By John Perrotto
When Clint Hurdle starts talking about hitting—a subject truly near and dear to his heart–he can sound like a college physics professor.
Thus, the Pirates manager had some interesting explanations when giving reasons why his team has struggled at the plate for most of the season despite being two games over .500 at 35-33, the franchise’s highest watermark since July 2, 1999.
The Pirates are scoring just 3.79 runs a game, which is 14th in the National League and 24th in the major leagues. They had scored just 11 runs in seven games until breaking through with 12 in the final two games of a three-game of the Astros in Houston on Wednesday and Thursday.
For example, this is how the Pirates’ manager explained his team’s recent hitting struggles earlier this week: “I do believe we’ve just got to hold our backsides better.”

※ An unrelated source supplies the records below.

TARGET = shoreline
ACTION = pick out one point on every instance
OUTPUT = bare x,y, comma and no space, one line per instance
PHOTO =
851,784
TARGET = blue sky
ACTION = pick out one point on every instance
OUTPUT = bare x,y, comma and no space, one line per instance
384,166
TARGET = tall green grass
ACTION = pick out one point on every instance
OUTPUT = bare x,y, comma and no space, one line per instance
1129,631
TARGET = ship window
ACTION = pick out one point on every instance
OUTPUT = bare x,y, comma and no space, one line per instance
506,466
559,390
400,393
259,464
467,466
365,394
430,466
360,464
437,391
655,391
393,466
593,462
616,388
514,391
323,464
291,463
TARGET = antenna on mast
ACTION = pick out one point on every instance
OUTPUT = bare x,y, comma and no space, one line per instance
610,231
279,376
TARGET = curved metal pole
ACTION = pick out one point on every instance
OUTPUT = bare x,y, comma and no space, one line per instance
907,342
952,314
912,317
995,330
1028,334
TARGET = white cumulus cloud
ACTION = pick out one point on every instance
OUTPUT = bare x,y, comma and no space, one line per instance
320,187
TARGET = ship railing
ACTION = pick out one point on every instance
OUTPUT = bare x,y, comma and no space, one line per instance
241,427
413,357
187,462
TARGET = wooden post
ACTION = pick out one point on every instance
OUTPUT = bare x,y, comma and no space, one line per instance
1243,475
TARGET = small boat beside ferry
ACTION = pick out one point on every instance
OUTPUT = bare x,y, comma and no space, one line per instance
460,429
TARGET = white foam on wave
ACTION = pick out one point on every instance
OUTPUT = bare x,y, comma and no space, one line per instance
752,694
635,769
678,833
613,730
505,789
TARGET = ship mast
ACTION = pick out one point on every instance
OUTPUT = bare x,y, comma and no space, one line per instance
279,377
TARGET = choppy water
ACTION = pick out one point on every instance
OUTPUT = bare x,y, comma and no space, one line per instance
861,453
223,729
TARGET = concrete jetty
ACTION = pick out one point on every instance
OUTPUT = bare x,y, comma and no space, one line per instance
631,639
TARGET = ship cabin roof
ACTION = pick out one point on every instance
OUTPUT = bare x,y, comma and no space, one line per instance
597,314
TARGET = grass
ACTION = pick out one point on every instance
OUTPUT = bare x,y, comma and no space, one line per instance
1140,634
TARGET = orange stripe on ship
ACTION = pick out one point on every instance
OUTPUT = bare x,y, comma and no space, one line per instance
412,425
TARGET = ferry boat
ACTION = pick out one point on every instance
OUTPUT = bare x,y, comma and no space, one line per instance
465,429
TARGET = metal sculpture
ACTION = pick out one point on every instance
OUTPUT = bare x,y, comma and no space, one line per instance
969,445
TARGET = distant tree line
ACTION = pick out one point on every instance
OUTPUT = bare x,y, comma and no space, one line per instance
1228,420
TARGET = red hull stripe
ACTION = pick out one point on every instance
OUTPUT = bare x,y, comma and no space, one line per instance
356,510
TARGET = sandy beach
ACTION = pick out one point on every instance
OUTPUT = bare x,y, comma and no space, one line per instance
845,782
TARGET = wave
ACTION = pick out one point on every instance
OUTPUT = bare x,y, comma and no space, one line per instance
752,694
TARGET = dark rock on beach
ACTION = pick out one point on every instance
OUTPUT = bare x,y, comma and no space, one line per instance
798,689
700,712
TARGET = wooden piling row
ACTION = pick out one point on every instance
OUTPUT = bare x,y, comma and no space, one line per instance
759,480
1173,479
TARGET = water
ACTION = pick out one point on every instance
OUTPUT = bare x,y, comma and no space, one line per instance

That sounds awfully weird on the surface, to be sure. However, Hurdle then gave a layman’s explanation to “holding the backside.”
“If you are going to throw a punch and try to make it an impactful punch, you would not have more than 50 percent of your weight on the front side of your body,” Hurdle said. “You’d want more weight on your backside, so you could put more strength into your punch. Too many of our hitters are not holding their backside and it’s causing them to go into a soft spin.”
A “soft spin” seems like a term right out of the world of figure skating, something Dick Button might say breathlessly during a Winter Olympics telecasts.
Not so. A soft spin, according to Hurdle, is a symptom of not holding in the backside, in which a hitter is unable to generate proper bat speed because too much weight on his front foot when he is when a hitter gets too far out on his front foot during his swing,
Hurdle believes that once the Pirates’ hitters hold their backsides better and stay away from soft spin then they will begin “banging it up the middle and to the oppo gap.”
Again, explanations are in order. “Banging it up the middle” means hitting the ball hard in the center of the field. “The oppo gap” is left-center field for right-handed hitters and right-center field for left-handed hitters.
Not surprisingly, Hurdle had a unique way of expressing why second baseman Neil Walker has hit .225 with a .289 on-base percentage and a .375 slugging percentage in his last 32 games after opening the season with a .293/.365/.444 line in 35 games.
“He’s a ‘handsy’ hitter,” Hurdle said. “You need separation between your hands and your front leg. If not, it’s going to be hard to drive the ball.”
Translated, Hurdle was saying is that Walker keeps his hands moving before his swing and needs to make sure they are moving backward while his front leg is moving forward.
“You need to get it all together or else you’re going to have trouble making consistent hard contact,” Hurdle said.
Just like when a hitter doesn’t hold his backside and goes into a soft spin.